On Wings of RFID, Supplying ‘TrueDemand’

TrueDemand Software claims manufacturers can find more savings by using RFID tags in order to predict when goods will be in short supply.

The Los Gatos, Calif.-based company officially launched on Monday with supply chain applications that make use of data from radio frequency identification (RFID) to reduce out-of-stock supplies and excess inventory.

TrueDemand’s ROI proposition is based on new methods of optimizing manufacturing and shipping, with an emphasis on consumer packaged goods and pharmaceuticals.

“We’re trying to focus on out-of-stocks in the supply chain,” said TrueDemand CEO Eric Peters, “and also trying to help companies when they introduce new products or run promotions to increase their effectiveness.” He said a third benefit of the software would be to enable manufacturers and retailers to reduce the inventory they must keep on hand.

Peters said a problem with most supply chain applications is that they report when a product is out of stock, a situation in which the manufacturer and retailer already are losing potential sales.

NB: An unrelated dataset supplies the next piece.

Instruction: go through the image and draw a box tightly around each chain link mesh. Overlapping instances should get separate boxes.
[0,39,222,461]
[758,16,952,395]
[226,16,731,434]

“A consumer packaged goods company only knows what goes on in their own supply chain,” Peters said. “Once they ship, they lose visibility until three or four weeks later, they get an order from a retailer.”

Tagging cases or pallets of products with RFID tags is an increasingly common strategy to track goods from factory to shelf.

Thanks to mandates by Wal-Mart , Target Stores and the Department of Defense that their top suppliers begin pallet-tagging earlier this year. But simply knowing where a case of goods is in the supply chain isn’t enough, according to Peters.

“If you had the ‘demand signal,’ you would have a more accurate forecast,” he said. TrueDemand’s software will analyze the event data from RFID applications and constantly fine-tuning the forecast of how much product any particular retailer needs, he said, providing that demand signal.

“With all these events occurring, if I can pick out the right events and run them through my algorithm, I can predict the next order with a pretty high degree of certainty,” Peters said.

This capability is especially important when introducing a new product, he added, because the manufacturer may have only a two-week window in which to gauge demand and decide whether to up production on a hot item or scale back on a dud.

The software, expected to ship in September, will combine data from RFID with data from point-of-sale and logistics applications to better help manufacturers and retailers make inventory forecasts. The information can be fed into business analytics and enterprise resource planning systems to provide an integrated system.

The software can use data from any type of RFID middleware, and it integrates with SAP , which Peters said is the dominant system software used by consumer packaged goods companies. But customers will need professional services to fully integrate the product with their existing systems and also to get the predictive benefits.

“Where our software works is when a company is willing to make business process changes,” he said.

The company, led by executives from supply chain software vendor Manhattan Associates, SAP and Stanford University, is backed by $6 million in funding from Mayfield and Bay Partners.